Primer name | Sequence |
---|---|
PDX1 PromR1 F | ACGTTTCTGCAAAGCTGTCTAGTT |
PDX1 PromR1 R | GGCTTCAAACCATTCAGTAACTTC |
PDX1 PromR2 F | TGGCTGTGAACAAACTTCATAAAT |
PDX1 PromR2 R | CACCGTGGCTTAAAAGTTTCTATT |
NGN3 PromR1 F | TTGCTCCTAGCCTATCTTTCCTTA |
NGN3 PromR1 R | CTTTAGAATTCCTGGACCCTTCTC |
NGN3 PromR2 F | CTTCTGGTCGCCAAGTTCAG |
NGN3 PromR2 R | AGCAGATAAAGCGTGCCAAG |
INS-IGF2 PromR1 F | GGGAACATAGAGAAAGAGGTCTCA |
INS-IGF2 PromR1 R | AATTAATCTCAGCTTCCCCCTAAC |
INS PromR2 F | TTTATAGTCTCAGAGCCCATCTCC |
INS PromR2 R | CCCCTGGTTAAGACTCTAATGACC |
INS PromR3 F | GACCTCATCTTCCGTGTGATCT |
INS PromR3 R | CAGATGACACTATGGGGGTGAT |
Discussion
Taken together, we report that the action of the EZH2 inhibitor may facilitate the development of epigenetic compounds for β-cell regeneration. Not only are the data of direct clinical relevance, but our studies are also important to understand new mechanisms of gene regulation by pharmacological EZH2 inhibition.

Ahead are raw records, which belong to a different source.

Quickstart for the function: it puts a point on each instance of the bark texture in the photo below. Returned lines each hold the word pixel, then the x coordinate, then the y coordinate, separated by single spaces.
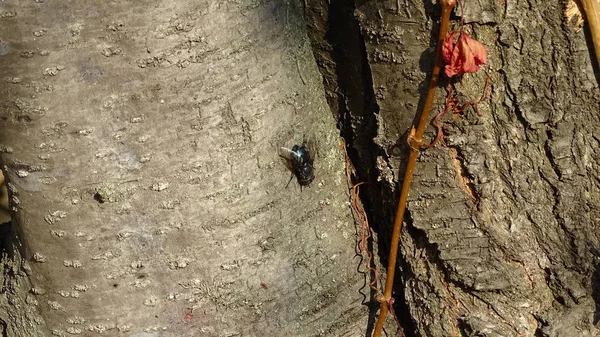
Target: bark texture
pixel 140 140
pixel 501 237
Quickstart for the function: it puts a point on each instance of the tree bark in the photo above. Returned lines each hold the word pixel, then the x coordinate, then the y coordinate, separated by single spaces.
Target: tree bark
pixel 500 237
pixel 140 141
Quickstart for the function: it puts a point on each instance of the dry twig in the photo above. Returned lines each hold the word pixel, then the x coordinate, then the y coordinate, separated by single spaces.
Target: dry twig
pixel 415 140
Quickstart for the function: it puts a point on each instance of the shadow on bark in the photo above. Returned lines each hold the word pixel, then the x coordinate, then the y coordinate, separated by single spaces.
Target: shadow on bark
pixel 340 51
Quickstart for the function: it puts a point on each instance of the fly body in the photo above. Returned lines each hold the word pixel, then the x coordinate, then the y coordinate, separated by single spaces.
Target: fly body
pixel 300 162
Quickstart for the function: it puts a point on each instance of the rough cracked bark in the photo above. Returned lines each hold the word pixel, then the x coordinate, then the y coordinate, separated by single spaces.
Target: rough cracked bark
pixel 500 236
pixel 141 145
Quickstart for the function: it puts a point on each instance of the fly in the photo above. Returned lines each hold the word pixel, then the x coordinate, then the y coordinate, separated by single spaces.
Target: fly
pixel 300 162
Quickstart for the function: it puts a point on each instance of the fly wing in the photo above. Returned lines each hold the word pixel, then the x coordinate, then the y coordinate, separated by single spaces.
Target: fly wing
pixel 312 146
pixel 288 157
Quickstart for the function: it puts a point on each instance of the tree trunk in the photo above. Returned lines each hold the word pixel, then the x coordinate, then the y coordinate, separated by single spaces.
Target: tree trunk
pixel 140 141
pixel 500 237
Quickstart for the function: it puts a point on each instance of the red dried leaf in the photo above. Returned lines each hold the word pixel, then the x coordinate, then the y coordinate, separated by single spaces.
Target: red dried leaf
pixel 463 57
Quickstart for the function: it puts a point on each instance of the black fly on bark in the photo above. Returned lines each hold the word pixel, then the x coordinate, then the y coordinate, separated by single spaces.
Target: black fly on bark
pixel 299 161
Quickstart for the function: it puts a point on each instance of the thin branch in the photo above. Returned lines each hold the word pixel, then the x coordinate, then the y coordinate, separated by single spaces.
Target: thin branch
pixel 415 140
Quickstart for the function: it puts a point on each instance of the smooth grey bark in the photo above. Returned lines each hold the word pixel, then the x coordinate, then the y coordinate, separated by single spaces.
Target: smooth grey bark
pixel 141 144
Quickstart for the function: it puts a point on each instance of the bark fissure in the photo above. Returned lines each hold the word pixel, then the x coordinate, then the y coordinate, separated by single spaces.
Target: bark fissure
pixel 339 48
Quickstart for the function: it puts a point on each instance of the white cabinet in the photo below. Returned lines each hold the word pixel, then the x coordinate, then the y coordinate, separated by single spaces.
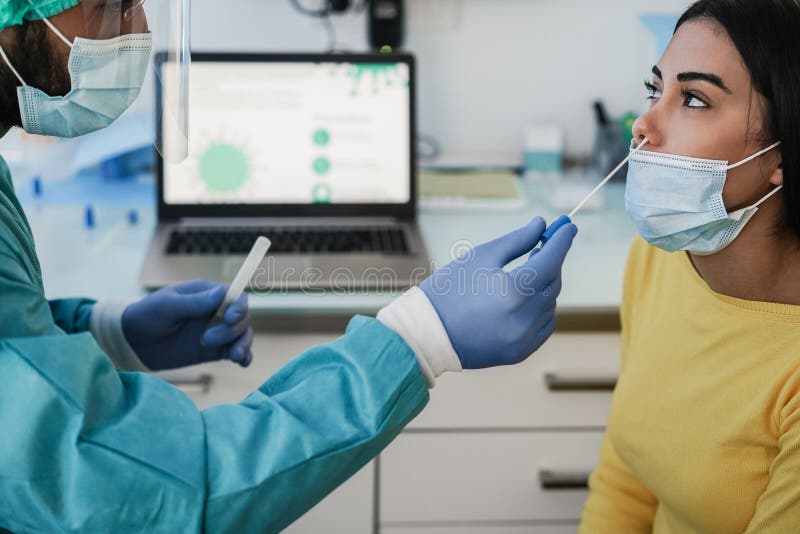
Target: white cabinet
pixel 485 477
pixel 581 369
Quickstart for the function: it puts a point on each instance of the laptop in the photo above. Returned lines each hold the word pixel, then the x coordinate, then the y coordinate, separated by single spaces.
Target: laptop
pixel 315 152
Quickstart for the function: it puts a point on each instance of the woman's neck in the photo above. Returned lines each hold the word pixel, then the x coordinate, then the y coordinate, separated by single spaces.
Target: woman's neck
pixel 762 264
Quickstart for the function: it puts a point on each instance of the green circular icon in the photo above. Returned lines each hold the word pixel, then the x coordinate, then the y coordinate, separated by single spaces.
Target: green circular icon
pixel 322 137
pixel 322 165
pixel 224 167
pixel 321 193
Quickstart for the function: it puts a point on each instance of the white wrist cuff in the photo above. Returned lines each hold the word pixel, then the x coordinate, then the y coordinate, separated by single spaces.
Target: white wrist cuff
pixel 105 325
pixel 413 317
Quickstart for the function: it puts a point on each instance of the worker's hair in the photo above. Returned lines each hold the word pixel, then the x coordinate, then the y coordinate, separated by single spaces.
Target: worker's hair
pixel 34 53
pixel 767 35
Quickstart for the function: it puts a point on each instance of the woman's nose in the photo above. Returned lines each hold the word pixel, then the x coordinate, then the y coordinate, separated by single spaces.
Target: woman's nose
pixel 645 126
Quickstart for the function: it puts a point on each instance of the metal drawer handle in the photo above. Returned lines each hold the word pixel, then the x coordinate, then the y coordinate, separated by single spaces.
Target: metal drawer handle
pixel 192 386
pixel 550 479
pixel 561 382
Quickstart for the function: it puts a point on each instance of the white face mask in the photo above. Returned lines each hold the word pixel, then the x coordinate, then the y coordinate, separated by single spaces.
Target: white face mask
pixel 676 201
pixel 107 76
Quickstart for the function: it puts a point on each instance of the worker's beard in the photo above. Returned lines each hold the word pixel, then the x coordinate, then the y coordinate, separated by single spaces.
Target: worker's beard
pixel 34 52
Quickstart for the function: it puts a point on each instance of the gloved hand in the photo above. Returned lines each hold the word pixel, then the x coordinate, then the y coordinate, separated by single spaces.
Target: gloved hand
pixel 494 317
pixel 169 328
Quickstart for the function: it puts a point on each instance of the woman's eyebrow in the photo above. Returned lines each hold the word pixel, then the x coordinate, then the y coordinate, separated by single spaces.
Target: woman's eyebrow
pixel 696 76
pixel 705 77
pixel 657 72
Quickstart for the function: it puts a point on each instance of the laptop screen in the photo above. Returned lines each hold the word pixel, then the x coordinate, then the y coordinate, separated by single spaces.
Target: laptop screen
pixel 295 133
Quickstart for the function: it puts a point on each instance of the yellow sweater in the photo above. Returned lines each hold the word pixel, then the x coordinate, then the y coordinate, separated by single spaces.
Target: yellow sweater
pixel 704 433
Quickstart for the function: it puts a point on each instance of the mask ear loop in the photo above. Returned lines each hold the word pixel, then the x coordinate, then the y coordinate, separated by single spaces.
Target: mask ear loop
pixel 767 197
pixel 58 33
pixel 754 156
pixel 10 66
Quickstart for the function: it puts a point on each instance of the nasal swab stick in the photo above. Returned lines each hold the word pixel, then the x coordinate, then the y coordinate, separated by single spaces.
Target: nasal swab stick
pixel 242 279
pixel 565 219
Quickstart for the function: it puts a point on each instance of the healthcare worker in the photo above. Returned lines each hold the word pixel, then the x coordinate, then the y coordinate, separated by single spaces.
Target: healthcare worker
pixel 89 448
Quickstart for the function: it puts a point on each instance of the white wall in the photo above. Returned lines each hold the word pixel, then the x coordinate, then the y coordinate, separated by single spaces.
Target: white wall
pixel 502 64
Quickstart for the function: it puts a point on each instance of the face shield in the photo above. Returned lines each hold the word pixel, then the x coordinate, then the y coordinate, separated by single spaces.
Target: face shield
pixel 107 25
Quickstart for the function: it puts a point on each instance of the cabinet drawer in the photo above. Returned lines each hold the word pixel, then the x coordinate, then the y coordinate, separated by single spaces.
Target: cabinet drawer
pixel 517 529
pixel 567 383
pixel 494 476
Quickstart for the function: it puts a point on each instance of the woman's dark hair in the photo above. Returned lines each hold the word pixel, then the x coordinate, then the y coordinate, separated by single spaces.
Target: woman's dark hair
pixel 30 50
pixel 767 35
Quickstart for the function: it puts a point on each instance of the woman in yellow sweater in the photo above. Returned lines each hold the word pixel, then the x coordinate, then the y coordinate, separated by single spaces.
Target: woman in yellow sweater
pixel 704 433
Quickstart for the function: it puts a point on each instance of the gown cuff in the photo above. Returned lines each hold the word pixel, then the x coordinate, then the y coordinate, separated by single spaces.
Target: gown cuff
pixel 105 325
pixel 413 318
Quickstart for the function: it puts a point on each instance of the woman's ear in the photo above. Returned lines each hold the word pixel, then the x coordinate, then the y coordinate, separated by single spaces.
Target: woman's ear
pixel 777 176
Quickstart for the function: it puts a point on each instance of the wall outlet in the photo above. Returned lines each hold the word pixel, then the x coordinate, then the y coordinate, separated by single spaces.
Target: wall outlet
pixel 433 15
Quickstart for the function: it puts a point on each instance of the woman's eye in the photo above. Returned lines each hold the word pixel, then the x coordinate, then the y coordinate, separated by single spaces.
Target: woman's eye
pixel 653 92
pixel 692 101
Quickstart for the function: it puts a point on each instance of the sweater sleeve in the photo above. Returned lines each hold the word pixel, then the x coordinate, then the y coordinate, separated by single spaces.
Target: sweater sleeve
pixel 777 509
pixel 618 501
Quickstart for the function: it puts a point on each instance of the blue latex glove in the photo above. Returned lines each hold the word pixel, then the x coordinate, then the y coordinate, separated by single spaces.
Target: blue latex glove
pixel 494 317
pixel 170 328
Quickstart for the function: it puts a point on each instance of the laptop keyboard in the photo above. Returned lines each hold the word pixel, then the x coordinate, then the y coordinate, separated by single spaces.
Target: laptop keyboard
pixel 289 240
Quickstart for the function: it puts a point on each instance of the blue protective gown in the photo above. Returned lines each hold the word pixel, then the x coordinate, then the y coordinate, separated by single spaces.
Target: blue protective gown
pixel 87 448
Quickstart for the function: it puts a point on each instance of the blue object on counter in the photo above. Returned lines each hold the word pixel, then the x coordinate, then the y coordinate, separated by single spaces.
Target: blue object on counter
pixel 128 165
pixel 89 217
pixel 553 228
pixel 662 27
pixel 37 187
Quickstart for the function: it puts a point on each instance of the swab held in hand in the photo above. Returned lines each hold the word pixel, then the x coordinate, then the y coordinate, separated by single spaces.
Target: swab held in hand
pixel 246 271
pixel 566 219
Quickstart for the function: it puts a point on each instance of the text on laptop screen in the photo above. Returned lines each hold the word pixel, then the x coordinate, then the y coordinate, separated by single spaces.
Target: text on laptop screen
pixel 295 133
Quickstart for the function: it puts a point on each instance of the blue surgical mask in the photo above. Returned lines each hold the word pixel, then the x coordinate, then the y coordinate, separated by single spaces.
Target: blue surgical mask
pixel 676 201
pixel 107 76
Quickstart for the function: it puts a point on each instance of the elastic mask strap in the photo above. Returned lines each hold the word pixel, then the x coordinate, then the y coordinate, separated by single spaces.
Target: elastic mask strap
pixel 754 156
pixel 10 66
pixel 767 197
pixel 58 33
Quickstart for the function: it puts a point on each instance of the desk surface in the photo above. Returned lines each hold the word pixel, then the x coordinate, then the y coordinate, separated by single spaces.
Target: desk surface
pixel 104 263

There are significant limitations in the present study. First, the case is an isolated one, of a T1D child with hallmark islet damage and significant destruction of β-cells. Thus, it is unknown if the results will generalise. Nevertheless, it was possible to increase the expression of core β-cell determinants including insulin transcription in exocrine cells derived from two adult non-diabetic donors. Secondly, and equally important, it is unclear whether classic silencing of progenitor genes can be restored in long-standing diabetes. The ability to inhibit EZH2 and influence exocrine β-cell progenitor transcription to near non-diabetic mRNA levels suggests this is highly likely. In view of this evidence, this study is likely to influence research on using exocrine cells from the pancreas as a potential source to generate de novo insulin-producing β-cells and a new working hypothesis on β-cell plasticity. Furthermore, due consideration to the potential pharmacological interactions and unforeseen synergistic benefits warrant further study, which we predict will be an important area of study pertinent to exocrine regeneration and epigenetic research. While GSK126 is not licensed for diabetic mellitus the primary findings add to previous clinical reports demonstrating superior transcriptional reactivation by restoring histone content.18 Whether GSK126 treatment of exocrine cells restores the content of other histone modifications such as acetylation associated with the human insulin chromatin domain is unclear. Pharmacological EZH2 inhibition reduced trimethylation but failed to alter acetylation content at K27 of histone H3. The opportunity to investigate fresh exocrine tissue from a T1D donor and the availability of a pharmacological inhibitor of H3K27me3 have allowed better characterisation of the refractory nature of exocrine β-cell gene suppression.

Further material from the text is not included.